No Cows Involved: How One Company Is Making Creamy Butter From Thin Air

3 mins

A start-up company backed by billionaire Bill Gates is literally making butter out of thin air. Using a biochemical process, […]

A start-up company backed by billionaire Bill Gates is literally making butter out of thin air.

Using a biochemical process, the company is developing ways to make fats out of carbon dioxide taken from the air and hydrogen from water, all without the need for animals, plants, or farmland.

The brains behind the initiative are called Savor, a company run under the umbrella of Orca Sciences that has received investment from Microsoft founder Gates.

By cutting farming out of the equation, the aim is to slash the amount of greenhouse emissions produced by agriculture, which accounts for up to 8.5 per cent of global emissions.

‘The process doesn’t release any greenhouse gases, and it uses no farmland and less than a thousandth of the water that traditional agriculture does,’ Gates explained.

‘Most important, it tastes really good – like the real thing, because chemically it is. I couldn’t believe I wasn’t eating real butter.’

Fats are simply made out of varying chains of carbon and hydrogen atoms, said the company. So it’s possible to obtain these chemical building blocks from water and air, and then use biochemical processes to rejig them into fats that are molecularly identical to those found in animals and plants.

Whipping up change

The company is also fashioning fats like the ones in meat, butter, and milk, as well as looking to tackle the problem of palm oil, the most widely consumed plant-based fat in the world that has a massive impact on the natural world through deforestation.

Together with scientists from the University of California, Irvine, Orca Science published a paper in the journal Nature Sustainability explaining their vision of how many dietary fats could be artificially synthesised.

They showed that farm-grown animal fats create around one to three grams of carbon dioxide per thousand calories, while they can make the same amount of lab-grown fats with less than a gram of equivalent emissions and nearly zero emissions if using carbon capture from the air and non-emitting sources of electricity.

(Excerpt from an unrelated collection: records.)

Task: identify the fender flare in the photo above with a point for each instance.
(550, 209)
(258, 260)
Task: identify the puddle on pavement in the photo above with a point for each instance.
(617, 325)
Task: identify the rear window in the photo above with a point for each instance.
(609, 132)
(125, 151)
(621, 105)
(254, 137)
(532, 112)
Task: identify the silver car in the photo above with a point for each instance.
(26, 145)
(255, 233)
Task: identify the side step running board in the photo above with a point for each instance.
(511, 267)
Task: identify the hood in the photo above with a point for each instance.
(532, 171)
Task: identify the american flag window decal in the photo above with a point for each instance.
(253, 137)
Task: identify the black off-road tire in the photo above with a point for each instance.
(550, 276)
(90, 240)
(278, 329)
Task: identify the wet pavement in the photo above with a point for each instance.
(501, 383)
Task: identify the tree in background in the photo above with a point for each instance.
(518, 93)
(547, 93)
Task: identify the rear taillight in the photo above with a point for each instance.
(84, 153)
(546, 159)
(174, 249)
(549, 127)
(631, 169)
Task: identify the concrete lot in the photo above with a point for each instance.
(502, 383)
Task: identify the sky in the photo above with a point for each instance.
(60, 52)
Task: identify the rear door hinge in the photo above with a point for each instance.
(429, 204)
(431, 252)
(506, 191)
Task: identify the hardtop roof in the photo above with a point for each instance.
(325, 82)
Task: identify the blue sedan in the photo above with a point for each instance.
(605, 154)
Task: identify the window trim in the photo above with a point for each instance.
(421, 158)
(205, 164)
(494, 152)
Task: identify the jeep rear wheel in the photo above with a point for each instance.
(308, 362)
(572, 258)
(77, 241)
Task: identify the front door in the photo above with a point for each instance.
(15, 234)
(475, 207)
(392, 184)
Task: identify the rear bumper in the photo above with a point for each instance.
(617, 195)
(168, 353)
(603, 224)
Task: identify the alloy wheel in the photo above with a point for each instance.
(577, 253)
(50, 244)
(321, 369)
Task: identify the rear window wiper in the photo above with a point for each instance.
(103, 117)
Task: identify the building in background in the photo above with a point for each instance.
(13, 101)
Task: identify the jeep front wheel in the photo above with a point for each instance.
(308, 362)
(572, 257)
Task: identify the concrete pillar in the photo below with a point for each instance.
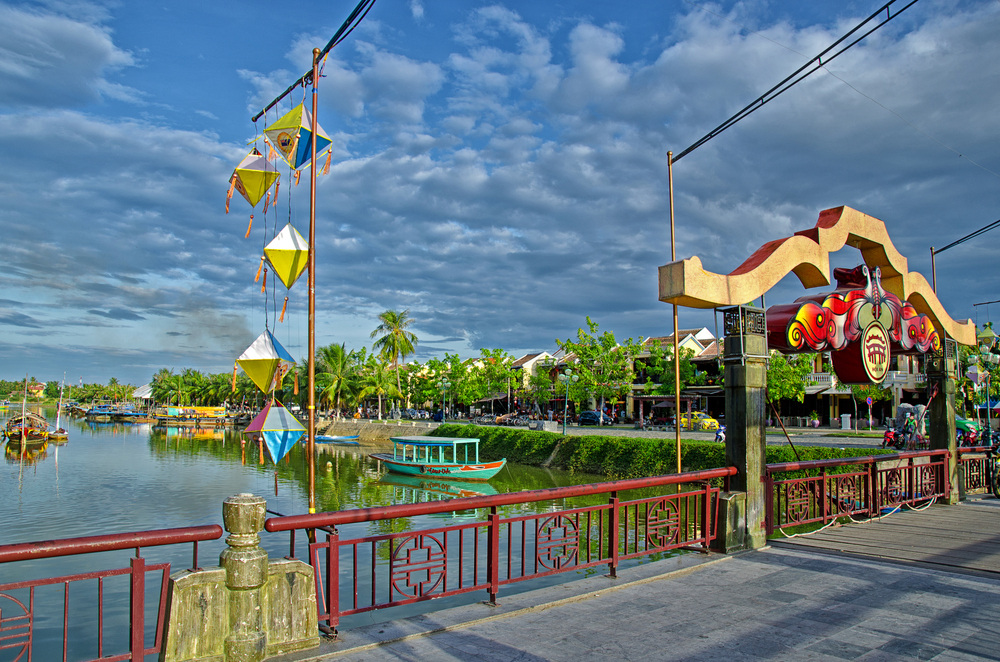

‘Large-scale synthesis of edible molecules through chemical and biological means without agricultural feedstocks is a very real possibility. Such “food without the farm” could avoid enormous quantities of climate-warming emissions while also safeguarding biodiverse lands that might otherwise be cleared for farms,’ Steven Davis, lead study author and professor of Earth system science at UC Irvine.

‘I like the idea of not depending on photosynthesis for everything we eat. At whatever scale, synthesizing food will alleviate competition between natural ecosystems and agriculture, thereby avoiding the many environmental costs of farming.’

He added: ‘The beauty of the fats is that you can synthesize them with processes that don’t involve biology. It’s all chemistry, and because of that, you can operate at higher pressures and temperatures that allow excellent efficiency. You could therefore build big reactors to do this at large scales.’